Ever wonder if you can go horseback riding in a national park? You can! Here’s a list of the top 10 U.S. national parks for equestrians.
Each national park in the United States is unique. Though access is controlled to preserve their beauty, most permit horses and horseback riding. Ready to enjoy some of these stunning parks on horseback? We’ve prepared a list of the top 10 national parks to visit with your equine companion.
1. Lassen Volcanic National Park
Located in northeast California, this park is dominated by Lassen Peak, named after a Danish blacksmith who guided settlers through the region. The last volcanic activity here was in the early 1900s when lava and ash were released to create a new crater, and have made this volcanic area beautiful to explore. You should head to this park if you’re interested in hydrothermal features like boiling pools, steam and volcanic gas vents, geysers and more. There are more than 100 miles of trails that are open to horseback riding, and horse camping facilities are an option here as well.
2. Yosemite National Park
In central California, this park is very well-known for its immense wilderness areas, beautiful waterfalls, meadows, and sequoias. Here you can see landscapes carved out by glaciers like granite domes, sharp peaks, and canyons. This 1,200 square mile park is more than 95% designated wilderness and there are many trails to choose from depending on what interests you most – stunning valley views, giant sequoia trees, and more. There are overnight boarding facilities and campsites available year round for equestrians.
3. Bryce Canyon National Park
This park in southwest Utah is perhaps best known for immense natural amphitheaters called hoodoos. Bryce Canyon was formed by frost and stream erosion and is a stunning red, orange, and white color that has wowed visitors for years. The best time to view this park is at sunrise or sunset, but although you can ride your horse in the park, there is no overnight horse camping allowed. Instead, camp nearby on national forest land.
4. Rocky Mountain National Park
This Colorado park is an alpine park with elevation changes from 4,000 feet to over 12,000 feet. This is the destination for you if you love high mountains, huge forests, and lakes and rivers. If you’re lucky, you can spot bighorn sheep, elk, and hundreds of birds here, as well as carpets of wildflowers. There’s about 260 miles of trails available for horseback riding and you can camp in specifically designated backcountry campsites.

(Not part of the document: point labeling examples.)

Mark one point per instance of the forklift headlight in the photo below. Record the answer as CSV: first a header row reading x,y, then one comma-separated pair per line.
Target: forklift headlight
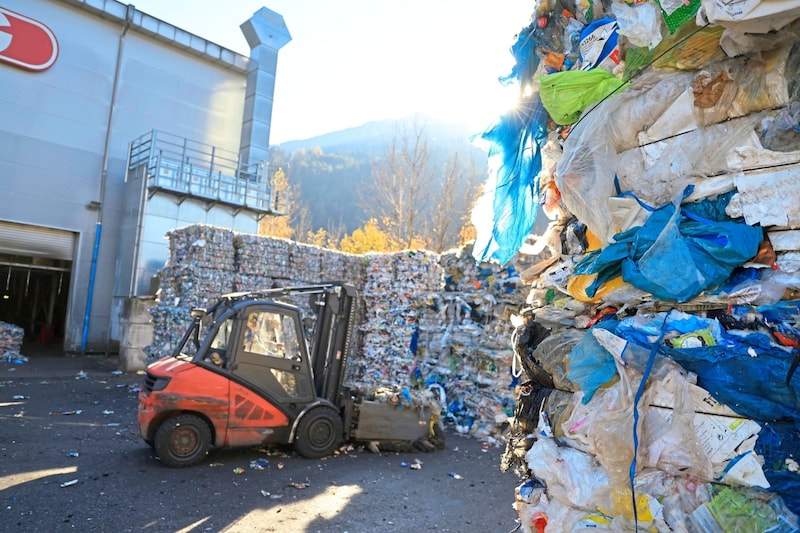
x,y
153,383
160,383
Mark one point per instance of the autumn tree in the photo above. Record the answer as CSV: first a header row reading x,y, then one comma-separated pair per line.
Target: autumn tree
x,y
401,182
278,225
370,238
458,189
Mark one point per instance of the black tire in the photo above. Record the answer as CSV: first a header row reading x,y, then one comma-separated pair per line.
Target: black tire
x,y
319,433
182,441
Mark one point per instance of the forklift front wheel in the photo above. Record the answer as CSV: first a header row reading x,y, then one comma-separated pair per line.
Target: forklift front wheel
x,y
319,433
182,441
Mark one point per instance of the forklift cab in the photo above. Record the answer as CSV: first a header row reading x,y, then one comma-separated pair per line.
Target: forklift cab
x,y
264,346
246,373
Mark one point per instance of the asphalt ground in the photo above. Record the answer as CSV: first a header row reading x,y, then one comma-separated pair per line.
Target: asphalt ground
x,y
71,459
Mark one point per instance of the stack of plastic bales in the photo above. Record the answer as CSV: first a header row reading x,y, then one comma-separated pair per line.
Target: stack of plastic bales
x,y
419,340
201,265
394,289
11,337
660,340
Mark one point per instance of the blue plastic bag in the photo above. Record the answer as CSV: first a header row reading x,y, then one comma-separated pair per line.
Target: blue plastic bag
x,y
673,256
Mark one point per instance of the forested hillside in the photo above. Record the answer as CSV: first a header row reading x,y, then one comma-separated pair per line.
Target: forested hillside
x,y
331,173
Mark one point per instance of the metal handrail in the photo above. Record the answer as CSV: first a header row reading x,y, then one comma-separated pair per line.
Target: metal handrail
x,y
190,168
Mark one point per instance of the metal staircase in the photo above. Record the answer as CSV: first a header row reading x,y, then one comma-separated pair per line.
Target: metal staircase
x,y
188,169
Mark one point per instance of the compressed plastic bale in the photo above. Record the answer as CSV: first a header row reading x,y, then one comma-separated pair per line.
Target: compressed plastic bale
x,y
572,477
736,43
656,176
203,246
11,337
740,86
751,16
552,357
585,174
567,94
762,199
689,48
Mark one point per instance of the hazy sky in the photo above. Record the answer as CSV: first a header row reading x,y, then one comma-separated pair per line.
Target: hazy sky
x,y
353,61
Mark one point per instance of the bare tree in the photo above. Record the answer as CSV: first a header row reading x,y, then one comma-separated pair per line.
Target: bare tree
x,y
400,186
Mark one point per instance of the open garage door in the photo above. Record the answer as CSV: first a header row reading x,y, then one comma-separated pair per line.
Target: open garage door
x,y
35,268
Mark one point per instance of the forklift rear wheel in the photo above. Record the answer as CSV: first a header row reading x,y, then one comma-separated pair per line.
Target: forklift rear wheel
x,y
319,433
182,441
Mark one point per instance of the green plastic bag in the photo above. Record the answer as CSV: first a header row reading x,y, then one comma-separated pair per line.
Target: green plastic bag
x,y
565,95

5. Yellowstone National Park
Located in Northwest Wyoming, Yellowstone National Park is the first national park in the world. Here you can spot herds of elk or bison, amazing viewpoints and waterfalls, as well as geyser eruptions. You can ride your horse here in spring and fall as well as early summer, although there are no overnight camping spots in front country campsites – you’ll have to make your way to the backcountry for horse accommodations.
6. Grand Canyon National Park
Located in Northern Arizona, this is perhaps the most famous U.S. National Park. You can view the canyon from the South and North Rims, and can ride along either of the canyon rims. Just don’t ride inside the canyon unless you apply for special permission! There are campgrounds on both rims with equine accommodations.
7. Cuyahoga Valley National Park
This park is in northeastern Ohio and has 33,000 acres of trails, a railroad, and an interesting variety of flora and fauna. You can expect to see waterfalls, thick forest and hills, rivers, and caves in this park. Horses are a major part of this area and there are trails of all difficulties here in addition to overnight accommodations.
8. Great Smoky Mountains National Park
You’ll find this park in eastern Tennessee and western North Carolina. It’s known for its breathtaking mountain peaks, interesting flora and fauna, and its many stunning waterfalls. You can explore these old-growth forests on horseback on 550 miles of trails and stay overnight at drive-in horse camps.
9. Shenandoah National Park
This Virginia park has majestic views, impressive waterfalls and beautiful groves. There are about 180 miles of trails to explore on horseback that are extremely varied in length, terrain, and difficulty.
10. Acadia National Park
Last but not least, Maine boasts over 2 million visitors every year due to its mix of mountain vistas, ocean shoreline, deep forests, and lakes. You can ride your own horse on these hiking trails and there are fully equipped overnight camps for horses.
So, now that you are aware of the most beautiful, horse-friendly national parks, you should schedule out some time to visit them. However, keep in mind that all of these parks have a ‘leave no trace’ policy, meaning that you shouldn’t harm the nature you enjoy!